Debt Threatens Economic Recovery

U.S. exceeds World War II debt levels; rising oil prices a concern, say experts at energy conference.

The global economic recovery shows signs of resiliency but faces pressures from historically high debt levels, rising oil prices and inflation in China, said panelists making opening remarks for the IHS CERAWeek energy conference March 7 in Houston.

Debt poses a major threat to the recovery process, particularly in the United States where it has surpassed World War II levels, said Kenneth Rogoff, Thomas D. Cabot professor of public policy at Harvard University.

Rogoff was one of two speakers to open the CERAWeek international energy summit taking place at Houston's Hilton Americas hotel and convention center through March 11, which is expected to attract more than 2,200 attendees from more than 55 countries.

Rogoff also cited rising oil prices as a potential issue if they reach the $140- to $160-a-barrel range.

Meanwhile, China will continue to invest heavily in infrastructure, including high-speed rail, which will fuel strong demand for raw materials, said Jing Ulrich, managing director and chairman of J.P Morgan's China Equities and Commodities practice.

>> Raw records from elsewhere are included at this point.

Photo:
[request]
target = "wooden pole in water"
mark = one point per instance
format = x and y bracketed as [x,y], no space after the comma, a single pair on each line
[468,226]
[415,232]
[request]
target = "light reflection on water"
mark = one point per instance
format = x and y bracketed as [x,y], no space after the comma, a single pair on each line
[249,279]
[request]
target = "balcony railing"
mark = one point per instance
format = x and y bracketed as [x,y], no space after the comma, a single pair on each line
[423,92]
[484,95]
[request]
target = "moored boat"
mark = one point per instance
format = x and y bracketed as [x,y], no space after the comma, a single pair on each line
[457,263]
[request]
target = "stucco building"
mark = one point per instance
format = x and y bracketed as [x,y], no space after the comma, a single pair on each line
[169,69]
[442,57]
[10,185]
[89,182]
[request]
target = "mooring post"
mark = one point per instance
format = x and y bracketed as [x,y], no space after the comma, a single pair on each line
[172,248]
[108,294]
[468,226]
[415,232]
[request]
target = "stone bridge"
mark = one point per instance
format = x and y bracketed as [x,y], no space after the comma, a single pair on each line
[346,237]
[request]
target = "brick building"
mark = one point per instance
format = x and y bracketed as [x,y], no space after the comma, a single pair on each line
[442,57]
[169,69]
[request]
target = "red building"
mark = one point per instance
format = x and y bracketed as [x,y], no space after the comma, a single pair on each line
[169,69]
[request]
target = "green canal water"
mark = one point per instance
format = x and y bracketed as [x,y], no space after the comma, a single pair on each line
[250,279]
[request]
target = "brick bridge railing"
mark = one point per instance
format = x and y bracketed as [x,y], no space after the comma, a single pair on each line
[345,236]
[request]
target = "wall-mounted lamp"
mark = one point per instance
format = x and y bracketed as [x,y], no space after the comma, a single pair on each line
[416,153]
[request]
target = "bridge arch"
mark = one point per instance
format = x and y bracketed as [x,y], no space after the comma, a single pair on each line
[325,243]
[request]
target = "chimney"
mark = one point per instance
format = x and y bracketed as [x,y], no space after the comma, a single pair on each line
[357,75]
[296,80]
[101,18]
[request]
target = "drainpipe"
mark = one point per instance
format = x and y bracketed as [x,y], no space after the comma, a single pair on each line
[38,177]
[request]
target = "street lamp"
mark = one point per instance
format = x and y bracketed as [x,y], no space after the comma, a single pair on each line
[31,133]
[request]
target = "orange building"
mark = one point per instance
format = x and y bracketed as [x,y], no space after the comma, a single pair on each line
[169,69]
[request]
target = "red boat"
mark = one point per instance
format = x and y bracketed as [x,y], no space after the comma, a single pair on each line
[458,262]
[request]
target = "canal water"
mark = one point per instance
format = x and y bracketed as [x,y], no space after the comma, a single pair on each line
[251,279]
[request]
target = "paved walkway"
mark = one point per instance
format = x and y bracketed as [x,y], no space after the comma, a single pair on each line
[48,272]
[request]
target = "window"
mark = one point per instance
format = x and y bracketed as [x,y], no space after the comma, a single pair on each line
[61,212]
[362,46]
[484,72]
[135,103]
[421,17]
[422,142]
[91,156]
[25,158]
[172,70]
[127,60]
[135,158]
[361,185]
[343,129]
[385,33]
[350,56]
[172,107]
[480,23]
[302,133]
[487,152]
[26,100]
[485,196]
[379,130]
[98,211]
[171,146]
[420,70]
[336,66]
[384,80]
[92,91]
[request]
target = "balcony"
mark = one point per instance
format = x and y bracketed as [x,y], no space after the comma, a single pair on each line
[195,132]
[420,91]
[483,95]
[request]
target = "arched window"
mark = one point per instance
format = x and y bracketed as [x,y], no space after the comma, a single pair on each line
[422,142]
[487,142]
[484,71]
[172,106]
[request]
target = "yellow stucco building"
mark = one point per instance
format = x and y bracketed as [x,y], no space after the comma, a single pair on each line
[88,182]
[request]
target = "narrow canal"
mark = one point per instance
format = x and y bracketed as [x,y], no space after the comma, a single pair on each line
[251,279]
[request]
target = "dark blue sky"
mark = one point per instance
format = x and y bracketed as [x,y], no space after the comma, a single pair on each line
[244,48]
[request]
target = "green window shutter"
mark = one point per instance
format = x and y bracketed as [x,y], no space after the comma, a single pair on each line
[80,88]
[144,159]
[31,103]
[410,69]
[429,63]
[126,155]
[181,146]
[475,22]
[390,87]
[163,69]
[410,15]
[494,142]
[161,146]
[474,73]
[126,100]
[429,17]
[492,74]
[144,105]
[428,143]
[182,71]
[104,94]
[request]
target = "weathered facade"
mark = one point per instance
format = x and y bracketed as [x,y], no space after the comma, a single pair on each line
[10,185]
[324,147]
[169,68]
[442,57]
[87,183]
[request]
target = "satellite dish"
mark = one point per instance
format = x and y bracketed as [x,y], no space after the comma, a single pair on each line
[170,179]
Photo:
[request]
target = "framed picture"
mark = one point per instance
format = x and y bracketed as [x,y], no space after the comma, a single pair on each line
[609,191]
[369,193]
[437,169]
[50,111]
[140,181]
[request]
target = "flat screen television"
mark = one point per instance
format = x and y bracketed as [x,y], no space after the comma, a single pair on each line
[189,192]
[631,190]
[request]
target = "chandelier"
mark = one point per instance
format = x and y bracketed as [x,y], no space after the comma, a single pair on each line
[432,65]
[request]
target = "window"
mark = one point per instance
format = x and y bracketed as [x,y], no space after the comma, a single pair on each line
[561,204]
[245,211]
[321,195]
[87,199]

China's leaders will try to control food price inflation and seek ways to curb bank lending, Ulrich said.

Oil prices also are a concern in China where approximately 9 million barrels per day are consumed, Ulrich noted.

Ulrich projects China will allow its currency to appreciate 5% to 6% in 2011.

Rogoff said he's skeptical that China's latest five-year economic growth plan will run smoothly. The country is too heavily dependent on exports and a state-controlled economic system, he said.

Beyond 2015 China could struggle with a talent gap as younger workers seek jobs outside manufacturing, Ulrich said.